The A Word
A strong emphasis that seems to surround pain management and long-term conditions is acceptance.
It took me years to get to a certain level of understanding about what was happening to me. In the early years I spent literally thousands of pounds visiting all kinds of complementary therapists, buying supplements and trying the new fads. I was searching for a cure.
This probably lasted until I was diagnosed with a condition that’s incurable and so I had to adjust my thinking from ‘a cure’ to ‘management’ and also empowerment. I had to learn that my pain wasn’t going to vanish as soon as I found the some right type of massage, or the right acupuncturist. I had to try and take control of my own condition by trying to make the world fit my condition as best as possible. I had to say no to things I knew would impact on me, I had to find the right type of work, get the right kind of car, get a stick to help me walk, etc. I still continued the couple of treatments that gave me form of benefit, and stopped the others.
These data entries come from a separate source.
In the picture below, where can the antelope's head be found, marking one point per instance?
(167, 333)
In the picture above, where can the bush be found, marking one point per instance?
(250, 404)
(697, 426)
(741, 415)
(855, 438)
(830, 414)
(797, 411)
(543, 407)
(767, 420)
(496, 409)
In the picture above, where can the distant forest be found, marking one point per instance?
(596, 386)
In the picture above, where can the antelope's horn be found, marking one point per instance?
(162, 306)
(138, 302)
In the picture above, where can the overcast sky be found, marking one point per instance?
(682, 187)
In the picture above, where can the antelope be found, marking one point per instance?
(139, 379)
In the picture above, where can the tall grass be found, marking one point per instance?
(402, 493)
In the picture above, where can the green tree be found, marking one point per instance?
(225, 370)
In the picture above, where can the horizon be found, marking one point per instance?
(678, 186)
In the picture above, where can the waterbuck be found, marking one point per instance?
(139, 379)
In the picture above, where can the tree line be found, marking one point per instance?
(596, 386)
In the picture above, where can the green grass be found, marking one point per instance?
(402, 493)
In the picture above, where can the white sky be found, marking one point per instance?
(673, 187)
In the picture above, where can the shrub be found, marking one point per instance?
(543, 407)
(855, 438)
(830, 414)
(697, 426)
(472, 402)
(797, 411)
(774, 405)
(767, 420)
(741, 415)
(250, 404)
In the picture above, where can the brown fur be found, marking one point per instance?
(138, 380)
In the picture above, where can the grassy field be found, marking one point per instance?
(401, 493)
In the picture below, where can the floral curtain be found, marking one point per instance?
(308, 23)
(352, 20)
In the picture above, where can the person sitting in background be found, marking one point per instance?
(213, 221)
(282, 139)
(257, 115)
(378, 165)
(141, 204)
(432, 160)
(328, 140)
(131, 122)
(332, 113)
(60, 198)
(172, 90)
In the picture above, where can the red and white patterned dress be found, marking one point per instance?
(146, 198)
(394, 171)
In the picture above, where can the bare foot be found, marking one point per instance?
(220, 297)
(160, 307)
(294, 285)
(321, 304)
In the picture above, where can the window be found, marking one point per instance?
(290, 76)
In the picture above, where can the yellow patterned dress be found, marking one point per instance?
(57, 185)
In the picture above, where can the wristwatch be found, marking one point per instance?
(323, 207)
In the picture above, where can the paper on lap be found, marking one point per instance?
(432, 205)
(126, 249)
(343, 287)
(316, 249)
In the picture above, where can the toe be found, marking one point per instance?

However, I still continued to hold on to some kind of hope. This was in the form of a particular issue with my lower back – which out of all the pain I deal with, and all the symptoms – the pain is my back is probably what impacts my life the most. It stops me sitting comfortable, and walking properly, and the pain is constant and severe. I begged for years for an MRI, or just for someone to find out why my back was so bad. It was different to the other general muscular pain, or joint flare ups, and finally I was given an MRI this year. This led to a referral to a spine surgeon who I saw last week.
The surgeon explained to be the damage in my spine is in the wrong place, and any surgery would just cause more damage.
I knew in my heart of hearts that would be the case from the research I’d done, and I smiled and nodded at him.
Yet, it hurts. I think I was holding on to a lot of hope that I would still get some kind of magical cure for my back. I realised when I was driving to work yesterday and my eyes suddenly filled with tears, because in many ways this is it. I really do have to come to grips with the acceptance milarky – with no ‘yes I understand this is it, but hopefully they’ll be able to help my back.’ There will be no cure. No treatment that will make it go away. No surgery.
It is simply about management now because that’s all I have, and trying to fight to right regime of medication, life-style choices and on-going pain management.
But it’s the fight, and the hope that keeps me going. I guess I just need to find the right balance.